Il vecchio la afferrò per la nuca, la ribaltò dalla poltrona a rotelle, la trascinò fin quelle crepe sul muro e la stese sul pavimento sbreccato. Mollò.
Lei da terra gli puntò una pistola, ringhiò, si appoggiò con la mano libera fra i calcinacci della picconata.
Nella terra e nel calcestruzzo c’era qualcosa di carneo, di viscido.
Il vecchio ghignò. Abbassò sulla fronte gli occhialoni da minatore, accese la lampada incastonata alla montatura e la puntò su quel buco nel pavimento. Poi sulle pareti scalfite: nella calce e nel cemento e fra l’intrico dei tondini pulsavano nervi, vene e muscoli umani scoperti. Vivi.

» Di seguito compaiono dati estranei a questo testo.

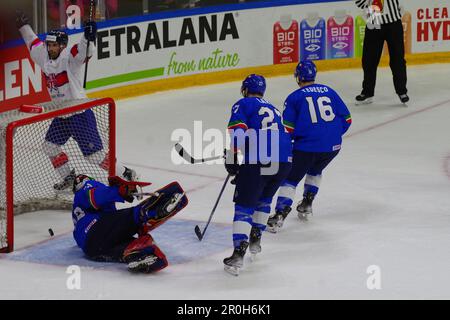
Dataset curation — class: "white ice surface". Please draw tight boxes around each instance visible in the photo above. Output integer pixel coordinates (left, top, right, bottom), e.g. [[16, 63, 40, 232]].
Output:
[[0, 64, 450, 299]]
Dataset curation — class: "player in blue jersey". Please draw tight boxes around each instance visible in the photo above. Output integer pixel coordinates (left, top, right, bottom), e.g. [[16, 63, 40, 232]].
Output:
[[223, 74, 292, 275], [72, 174, 187, 273], [267, 61, 352, 233]]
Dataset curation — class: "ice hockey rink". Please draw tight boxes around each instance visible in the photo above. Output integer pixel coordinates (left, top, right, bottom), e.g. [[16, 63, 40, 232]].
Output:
[[0, 64, 450, 300]]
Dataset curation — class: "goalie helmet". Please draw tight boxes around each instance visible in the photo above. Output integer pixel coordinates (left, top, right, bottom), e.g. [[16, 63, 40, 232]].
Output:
[[294, 60, 317, 83], [241, 74, 266, 97], [73, 174, 95, 193]]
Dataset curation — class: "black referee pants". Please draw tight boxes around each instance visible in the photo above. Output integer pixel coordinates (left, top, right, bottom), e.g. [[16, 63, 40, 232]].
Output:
[[362, 20, 408, 96]]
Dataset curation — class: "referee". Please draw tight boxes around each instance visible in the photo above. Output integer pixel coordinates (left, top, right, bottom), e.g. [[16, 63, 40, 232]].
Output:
[[355, 0, 409, 104]]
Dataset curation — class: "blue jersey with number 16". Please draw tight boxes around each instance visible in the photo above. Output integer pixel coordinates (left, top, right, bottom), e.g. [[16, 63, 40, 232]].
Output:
[[283, 84, 352, 152], [228, 97, 292, 163]]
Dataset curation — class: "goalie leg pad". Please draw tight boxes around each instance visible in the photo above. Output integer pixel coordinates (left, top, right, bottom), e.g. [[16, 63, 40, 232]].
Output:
[[135, 182, 188, 232], [123, 234, 169, 273]]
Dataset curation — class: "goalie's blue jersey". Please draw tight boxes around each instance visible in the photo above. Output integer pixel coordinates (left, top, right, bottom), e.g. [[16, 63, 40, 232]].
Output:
[[228, 97, 292, 164], [283, 84, 352, 152], [72, 180, 124, 250]]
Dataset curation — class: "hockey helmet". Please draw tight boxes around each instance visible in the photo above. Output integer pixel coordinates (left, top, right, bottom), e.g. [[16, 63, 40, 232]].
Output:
[[73, 174, 95, 193], [45, 30, 69, 46], [241, 74, 266, 97], [294, 60, 317, 83]]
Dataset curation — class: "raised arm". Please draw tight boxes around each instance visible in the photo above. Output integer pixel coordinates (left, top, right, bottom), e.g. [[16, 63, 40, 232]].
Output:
[[16, 12, 48, 68]]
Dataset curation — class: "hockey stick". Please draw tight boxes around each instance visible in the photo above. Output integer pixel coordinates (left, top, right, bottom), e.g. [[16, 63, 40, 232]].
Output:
[[83, 0, 95, 89], [175, 143, 223, 164], [194, 174, 230, 241]]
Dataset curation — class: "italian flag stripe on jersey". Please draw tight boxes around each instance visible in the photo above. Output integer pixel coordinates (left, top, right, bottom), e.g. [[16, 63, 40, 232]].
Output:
[[345, 115, 352, 123], [283, 120, 295, 133], [88, 189, 99, 210], [228, 121, 248, 130]]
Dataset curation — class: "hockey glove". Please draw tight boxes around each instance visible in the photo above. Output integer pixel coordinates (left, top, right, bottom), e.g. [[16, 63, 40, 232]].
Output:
[[84, 21, 97, 42], [224, 149, 239, 176], [16, 10, 30, 29], [108, 176, 137, 203], [108, 176, 151, 202]]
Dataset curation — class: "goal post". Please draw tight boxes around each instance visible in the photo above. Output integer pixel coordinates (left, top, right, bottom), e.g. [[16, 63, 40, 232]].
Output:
[[0, 98, 116, 252]]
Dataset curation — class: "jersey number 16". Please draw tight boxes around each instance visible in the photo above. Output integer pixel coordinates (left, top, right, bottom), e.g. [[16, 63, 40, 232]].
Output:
[[306, 97, 336, 123]]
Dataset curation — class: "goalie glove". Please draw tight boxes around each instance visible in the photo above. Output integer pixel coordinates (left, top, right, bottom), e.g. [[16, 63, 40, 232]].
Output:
[[108, 176, 151, 202], [16, 10, 30, 29]]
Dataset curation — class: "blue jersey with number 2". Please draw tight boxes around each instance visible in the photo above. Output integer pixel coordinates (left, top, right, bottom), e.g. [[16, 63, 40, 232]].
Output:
[[228, 97, 292, 163]]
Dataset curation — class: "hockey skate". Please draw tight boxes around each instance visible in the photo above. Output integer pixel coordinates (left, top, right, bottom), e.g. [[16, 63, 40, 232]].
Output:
[[128, 254, 158, 273], [297, 192, 315, 221], [267, 207, 292, 233], [223, 241, 248, 276], [53, 169, 76, 191], [122, 234, 168, 273], [355, 93, 373, 106], [249, 227, 262, 261]]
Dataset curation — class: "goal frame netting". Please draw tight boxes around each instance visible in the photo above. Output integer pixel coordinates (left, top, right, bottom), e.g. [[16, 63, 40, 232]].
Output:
[[0, 98, 116, 253]]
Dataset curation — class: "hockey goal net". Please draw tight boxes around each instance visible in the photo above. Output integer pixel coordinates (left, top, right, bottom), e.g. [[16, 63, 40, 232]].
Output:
[[0, 98, 115, 252]]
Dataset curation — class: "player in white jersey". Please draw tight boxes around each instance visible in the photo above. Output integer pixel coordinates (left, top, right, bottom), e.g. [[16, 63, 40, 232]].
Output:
[[16, 12, 136, 190]]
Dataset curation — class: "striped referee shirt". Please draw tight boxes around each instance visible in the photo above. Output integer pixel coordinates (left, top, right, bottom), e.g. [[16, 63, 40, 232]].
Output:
[[355, 0, 402, 24]]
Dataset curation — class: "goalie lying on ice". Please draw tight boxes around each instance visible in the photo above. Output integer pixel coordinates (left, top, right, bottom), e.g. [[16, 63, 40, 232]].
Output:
[[72, 174, 188, 273]]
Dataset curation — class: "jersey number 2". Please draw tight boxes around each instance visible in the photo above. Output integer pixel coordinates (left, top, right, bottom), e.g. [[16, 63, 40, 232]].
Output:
[[258, 107, 280, 130], [306, 97, 336, 123]]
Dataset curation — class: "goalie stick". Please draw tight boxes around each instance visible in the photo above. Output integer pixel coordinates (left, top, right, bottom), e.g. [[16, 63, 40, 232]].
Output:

Eleanor gridò schifata, lasciò cadere le armi, si trascinò fino alla seggiola a rotelle. L’indigeno le stava addosso:
«Capite?! Non siamo sciocchi succubi di un ciarlatano in mantello nero! Quest’orrore che ci insegue dall’origine è un assurdo che da secoli perverte la natura, ci impedisce la vita. È ovunque, è nell’aria, nella terra e nell’acqua; lo respiriamo con i polmoni bruciati, ce ne nutriamo, ma ci divora, ce lo abbiamo da venticinque generazioni nella carne e nello sperma e nel sangue. Questo orrore è il negromante di Ammit!»
Lei montò, strinse forte i cerchioni, spinse la sedia via dal vecchio che la incalzava. Le ruote scivolarono sulle interiora nel pavimento, che schiacciate spargevano un brodo giallo; le arterie guizzavano spruzzando sangue, le avvolgevano i raggi:
«Voi signora non ne siete attossicata, e avete sopportato di scendere fino a qui; siete l’unica che abbia guardato e non ricusi di credere, e avete grattato questa crosta mostruosa. Vi prego», Kaczynski si prostrò sulle ginocchia, le mise il capo in grembo, singhiozzò, «liberateci da questo male.»
«Alzatevi», Eleanor disse tetra, strappò i viticci organici schifosi, «riportatemi dal mio roboto e la signora Delfina. E innestate il lanciarazzi nell’avambraccio di Farinelli.»